His response: "As long as I am buying the tickets, so what?"
He uses a similar approach when he plays golf, my reader adds: He gets the senior discount for his greens fees, covering both himself and his non-senior playing partners, who then reimburse him for the discount price.
In a nutshell, my reader feels, he's entitled to the senior discount for the things he buys, and it's nobody's business but his what he does with them afterward.
"So what?" he concludes. "Am I a crook?"
It would be overstating things, I believe, to call him a crook. Nonetheless, his practice doesn't measure up from an ethical standpoint.

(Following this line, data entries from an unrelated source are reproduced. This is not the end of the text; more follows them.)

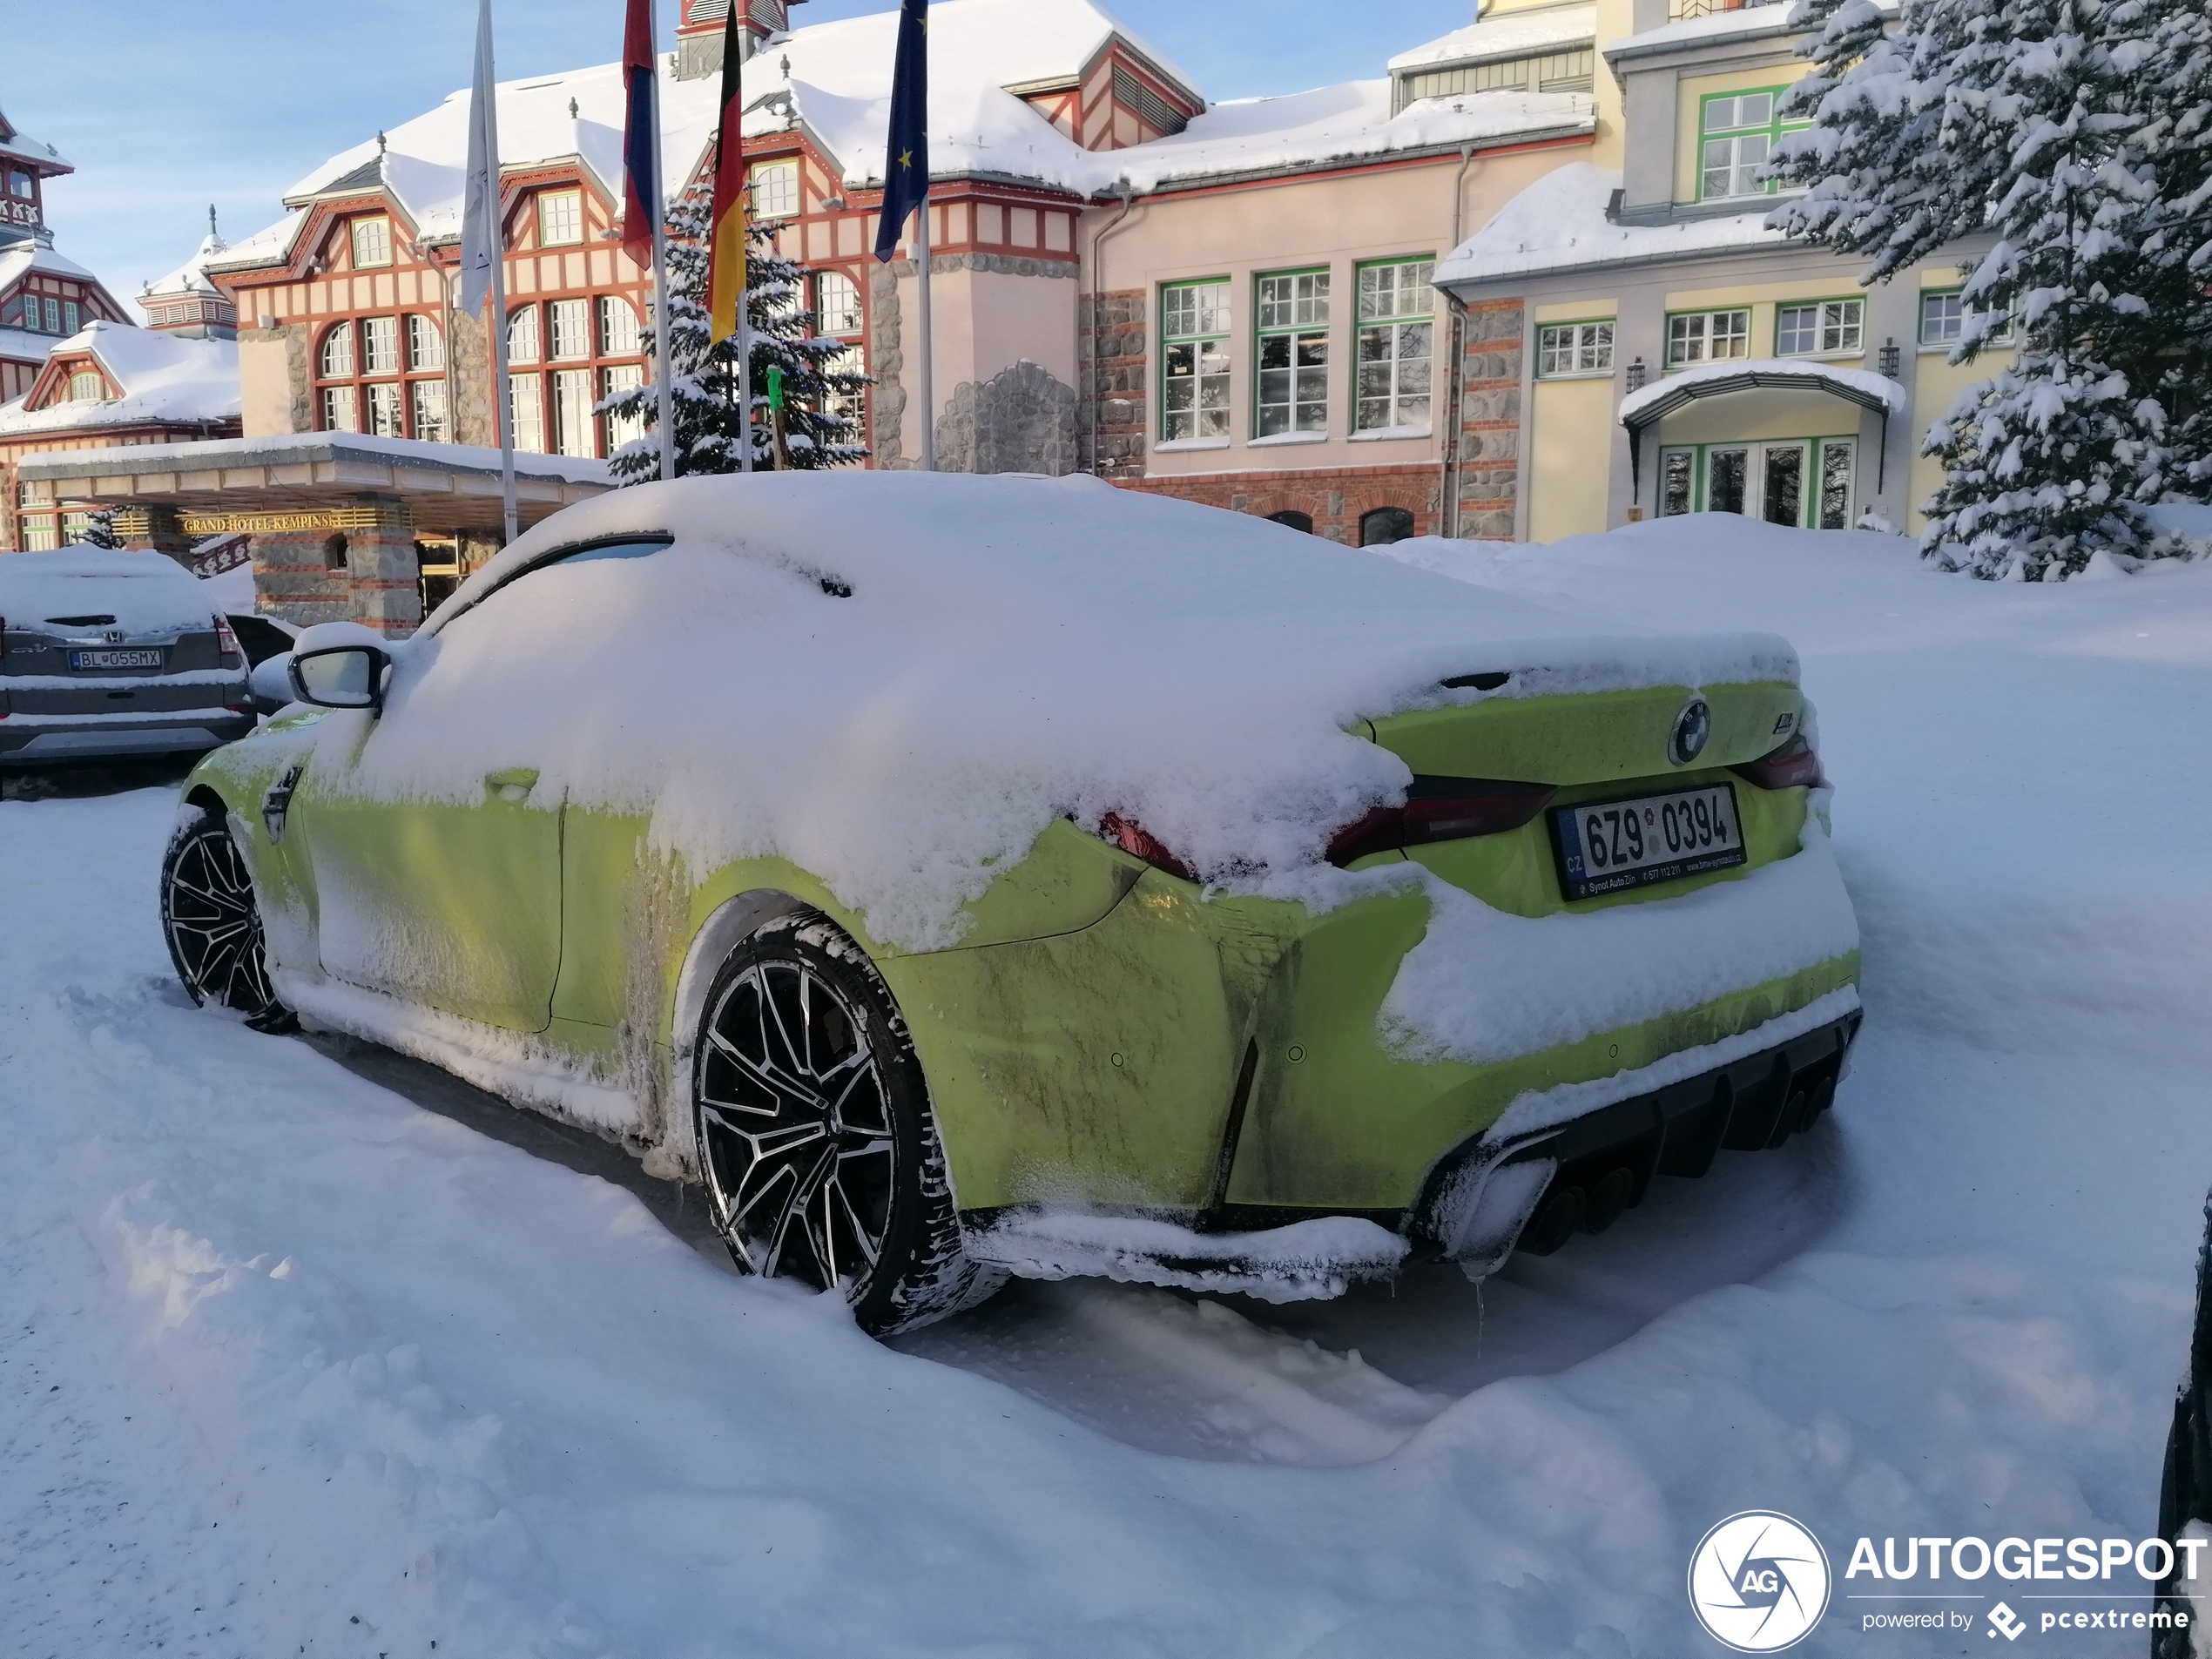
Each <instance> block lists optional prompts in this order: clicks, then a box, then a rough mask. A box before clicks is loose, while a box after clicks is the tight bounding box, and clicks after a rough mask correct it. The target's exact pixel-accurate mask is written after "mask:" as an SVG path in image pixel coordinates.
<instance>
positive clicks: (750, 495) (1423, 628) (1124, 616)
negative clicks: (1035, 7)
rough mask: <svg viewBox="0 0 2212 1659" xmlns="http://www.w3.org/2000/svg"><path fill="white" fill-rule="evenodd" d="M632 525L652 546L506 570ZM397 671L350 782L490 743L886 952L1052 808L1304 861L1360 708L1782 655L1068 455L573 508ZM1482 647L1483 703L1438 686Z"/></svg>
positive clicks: (486, 584)
mask: <svg viewBox="0 0 2212 1659" xmlns="http://www.w3.org/2000/svg"><path fill="white" fill-rule="evenodd" d="M641 533H668V535H672V538H675V542H672V546H668V549H666V551H659V553H650V555H646V557H604V560H577V562H562V564H553V566H549V568H542V571H535V573H529V571H531V566H533V562H542V560H546V555H551V553H557V551H560V549H562V546H575V544H584V542H599V540H606V538H624V535H641ZM487 595H491V597H487ZM478 602H482V604H478ZM398 664H400V672H398V675H396V679H394V686H392V697H389V706H387V714H385V726H383V730H380V732H378V734H376V741H374V743H369V748H367V750H365V752H363V759H361V765H358V770H356V779H358V785H361V787H365V790H369V792H372V794H376V796H387V799H440V801H447V799H449V801H456V803H465V801H480V799H482V779H484V772H487V765H491V768H511V765H531V768H538V772H540V779H542V787H544V790H546V792H549V799H557V796H560V794H566V799H568V801H573V803H582V805H606V807H648V810H650V812H653V814H655V832H653V836H655V843H657V845H659V847H664V849H668V852H677V854H681V856H686V858H688V860H690V863H692V867H699V869H703V867H714V865H719V863H726V860H730V858H743V856H770V854H776V856H785V858H790V860H792V863H796V865H801V867H803V869H810V872H814V874H816V876H818V878H823V880H825V883H830V887H832V889H834V891H836V894H838V898H841V900H843V902H847V905H852V907H854V909H860V911H867V918H869V929H872V933H874V936H876V938H878V940H885V942H891V945H900V947H905V949H933V947H942V945H951V942H956V940H958V933H960V925H962V922H960V905H962V902H964V900H971V898H975V896H980V894H982V889H984V887H989V883H991V878H993V872H998V869H1004V867H1011V865H1013V863H1018V860H1020V858H1022V856H1024V854H1026V852H1029V847H1031V843H1033V841H1035V838H1037V834H1040V832H1042V830H1044V827H1046V825H1048V823H1051V821H1053V818H1057V816H1068V814H1073V816H1075V818H1077V821H1084V823H1097V818H1099V816H1102V814H1104V812H1121V814H1128V816H1133V818H1137V821H1141V823H1144V825H1146V827H1148V830H1152V832H1155V834H1157V836H1161V838H1164V841H1168V845H1172V847H1177V849H1179V854H1181V856H1183V858H1188V860H1190V863H1192V865H1194V867H1197V869H1201V872H1208V874H1212V876H1217V878H1230V880H1250V883H1267V880H1290V883H1294V880H1307V878H1314V880H1321V878H1327V876H1336V874H1340V872H1327V869H1325V867H1323V865H1321V858H1323V849H1325V843H1327V836H1329V832H1332V830H1334V827H1338V825H1343V823H1347V821H1352V818H1356V816H1358V814H1360V812H1363V810H1365V807H1369V805H1376V803H1380V801H1387V799H1396V796H1398V792H1400V790H1402V787H1405V783H1407V779H1409V772H1407V768H1405V763H1402V761H1400V759H1398V757H1394V754H1391V752H1387V750H1383V748H1378V745H1376V743H1369V741H1365V739H1363V737H1352V734H1349V732H1347V728H1352V726H1356V723H1358V721H1360V719H1376V717H1383V714H1391V712H1398V710H1407V708H1433V706H1449V703H1471V701H1478V699H1482V697H1486V695H1500V697H1515V695H1542V692H1577V690H1610V688H1637V686H1677V684H1679V686H1712V684H1741V681H1754V679H1794V677H1796V657H1794V653H1792V650H1790V646H1787V644H1785V641H1783V639H1776V637H1774V635H1728V637H1683V635H1659V633H1650V635H1619V633H1606V635H1599V633H1593V630H1590V628H1588V626H1584V624H1582V622H1579V619H1577V617H1575V615H1573V613H1571V611H1555V608H1551V606H1544V604H1533V602H1528V599H1517V597H1513V595H1506V593H1491V591H1484V588H1475V586H1469V584H1464V582H1453V580H1449V577H1440V575H1433V573H1429V571H1420V568H1411V566H1407V564H1402V562H1398V560H1387V557H1380V555H1376V553H1369V551H1360V549H1345V546H1336V544H1334V542H1325V540H1318V538H1312V535H1303V533H1298V531H1292V529H1285V526H1281V524H1272V522H1267V520H1261V518H1250V515H1243V513H1225V511H1217V509H1210V507H1194V504H1190V502H1177V500H1166V498H1155V495H1139V493H1130V491H1117V489H1113V487H1108V484H1104V482H1097V480H1091V478H1064V480H1046V478H969V476H949V473H863V471H845V473H759V476H754V478H697V480H677V482H675V484H641V487H635V489H622V491H613V493H611V495H604V498H597V500H591V502H582V504H577V507H571V509H566V511H562V513H557V515H553V518H551V520H546V522H542V524H540V526H538V529H533V531H531V533H529V535H524V538H522V540H518V542H515V544H513V546H509V549H507V551H504V553H500V555H498V557H495V560H491V562H489V564H487V566H484V568H480V571H478V573H476V575H471V577H469V580H467V582H465V584H462V586H460V591H458V593H456V595H453V597H451V599H447V604H445V606H440V608H438V613H434V617H431V619H429V624H427V626H425V630H422V635H418V637H416V639H414V641H409V644H407V646H400V648H398ZM595 664H597V666H604V668H606V670H604V672H602V670H599V668H595ZM1498 670H1509V672H1513V681H1509V686H1506V688H1504V690H1498V692H1478V690H1447V688H1442V684H1440V681H1444V679H1449V677H1460V675H1478V672H1498ZM349 730H352V726H349V723H347V721H332V723H330V726H327V728H325V732H330V737H327V739H325V741H334V743H352V741H354V739H352V737H347V732H349ZM493 757H498V759H493ZM1301 872H1303V874H1301ZM1285 891H1287V889H1285Z"/></svg>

This question is one that comes up not only for senior citizens, but also for anybody who is offered a discount on goods or services based on his or her particular situation. Besides seniors - and children, of course - who receive age-related discounts, employees of department stores, airlines and car dealers usually receive employee discounts. Some businesses also offer discounts to military personnel, veterans, police officers or members of organizations such as the American Automobile Association.
In some cases these offers extend beyond the immediate person who is entitled to the discount. Employee discounts, for example, often extend to other members of the employee's family. In such cases, of course, there is nothing wrong in sharing the discounts to pass on the savings.
In cases in which there is no specific policy authorizing an extension of the offer, however, the assumption is that the price break is for the person who falls into the favored category, and only for that person. Using it for the benefit of individuals outside the favored category, whether or not they then pay back the expenditure, is wrong.
In some cases it is actually illegal to do so - for instance, an adult can't legally buy cigarettes, alcohol or other age-restricted products and pass them on to someone who is underage - but it is always ethically beyond the pale.
When his daughter was a child, I daresay my reader never would have entertained the notion of having her buy tickets for both of them, at the children's price, and then paying her back. The same principle should hold true now, when he's the one that can buy tickets at a lower price.
It's generous of my reader to take his adult daughter to the movies, but the right thing for him to do is to pay full freight for her until she qualifies for the senior discount herself. And, unless his golf course explicitly allows senior citizens to pay fees for their entire foursomes at the senior price, his golf buddies should pay their going rate.
c.2010 The New York Times Syndicate (Distributed by The New York Times Syndicate)
I think that if the reader proposes to treat his daughter or his friends to a movie, he is not behaving unethically if he buys all the tickets at the discounted rate. After all, he is bringing more customers to the theater. If, however, they mutually agree to go to the movies and he buys all the tickets at the discount rate and is reimbursed by them (as he is with the greens fees), then he isn’t “treating” them; he is in effect acting as their agent to defraud the theater or golf management of legitimate revenue.
If, as appears to be the case, the daughter is fully capable of paying her own way and sees her father as just taking advantage of his discount, the “treat” becomes a guilt trip and embarrassment for her, and she should not let it happen anymore.